An MTA supervisor who was attacked and nearly pushed onto the subway tracks in Manhattan is outraged that District Attorney Alvin Bragg is prosecuting the case as a measly misdemeanor — despite a new law requiring assaults on transit workers be charged as felonies.
Saim Montakim, 49, told The Post he “could have died” during the unprovoked April 18 beatdown, which occurred on the uptown platform while waiting for the No. 1 train at the 96th Street station on the Upper West Side.
The “shocked” supervisor is demanding Bragg deliver justice and upgrade the charges against Nnamadi Okoro, 34, who was arrested in the incident.
“He had the intention to push me on the tracks. He had intentions to kill me,” Montakim said of Okoro, adding he “should be banned from the whole transit system. He should be behind bars.”
The on-duty employee had finished inspecting the 96th Street subway station and was waiting for the train to take him to his next inspection at the 125th Street station when he was ambushed around 3 a.m.
“It happened so quick.
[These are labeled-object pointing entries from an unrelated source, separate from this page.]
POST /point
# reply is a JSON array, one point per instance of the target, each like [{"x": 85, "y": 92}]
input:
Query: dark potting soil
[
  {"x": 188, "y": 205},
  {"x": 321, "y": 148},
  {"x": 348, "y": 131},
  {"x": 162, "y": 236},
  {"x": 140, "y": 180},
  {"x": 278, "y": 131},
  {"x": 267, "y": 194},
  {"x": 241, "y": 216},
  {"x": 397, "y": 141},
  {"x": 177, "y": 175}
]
Thank God I did not fall on the tracks,” Montakim told The Post.
“I was fairly close to the yellow line because the train was approaching the station. When he pushed me, I was able to prevent falling,” the 10-year MTA veteran recalled. “I jumped back to the stairway and told him I was an MTA supervisor. I pulled out my badge and ID.”
The 5-foot-8, 180-pound Montakim said his “taller, heavier” attacker then punched him in the face “several” times before running away.
Okoro was charged with only third-degree assault, a misdemeanor, court papers show.
The charge carries a possible sentence of up to a year in jail.
Under the 2022 law, criminals found guilty of assaulting a transit worker could face up to seven years in prison.
A judge let Okoro go on supervised release, following a prosecutor’s request.
All MTA workers are included in the state law that imposes stiffer penalties on those who attack transit workers.
The law, which makes attacking an MTA employee second-degree assault, was previously limited to train conductors and operators.
It currently encompasses 11,000 total workers, including “customer assistants, ticket or revenue collectors, maintenance workers, repairers, cleaners, and their supervisors,” Gov. Kathy Hochul announced in June.
“We are continuing to investigate,” said Bragg spokesman Douglas Cohen.
Montakim was on-duty — working the 11 p.m. to 7 a.m. shift — when he was attacked.
The case is “absolutely outrageous and unacceptable,” said Michael Carrube, president of the Subway Surface Supervisors Association, the union representing MTA supervisors. “The law we passed last year making assaults on supervisors an assault in the second degree was passed because our members are getting assaulted at an alarming rate — 14 assaults in stations division alone last year and five already this year.”
“There must be zero tolerance for these violent attacks on my members,” he added.
Transit President Richard Davey called the assault “outrageous,” and called for the DA to “provide maximum possible justice for the victim, including consideration of banning the attacker from NYC Transit.”
“I don’t think I will ever forget this incident. I never thought it could happen to me,” Montakim said. “Most of the time I use public transportation. Now, I’m really scared to even go near a subway station.”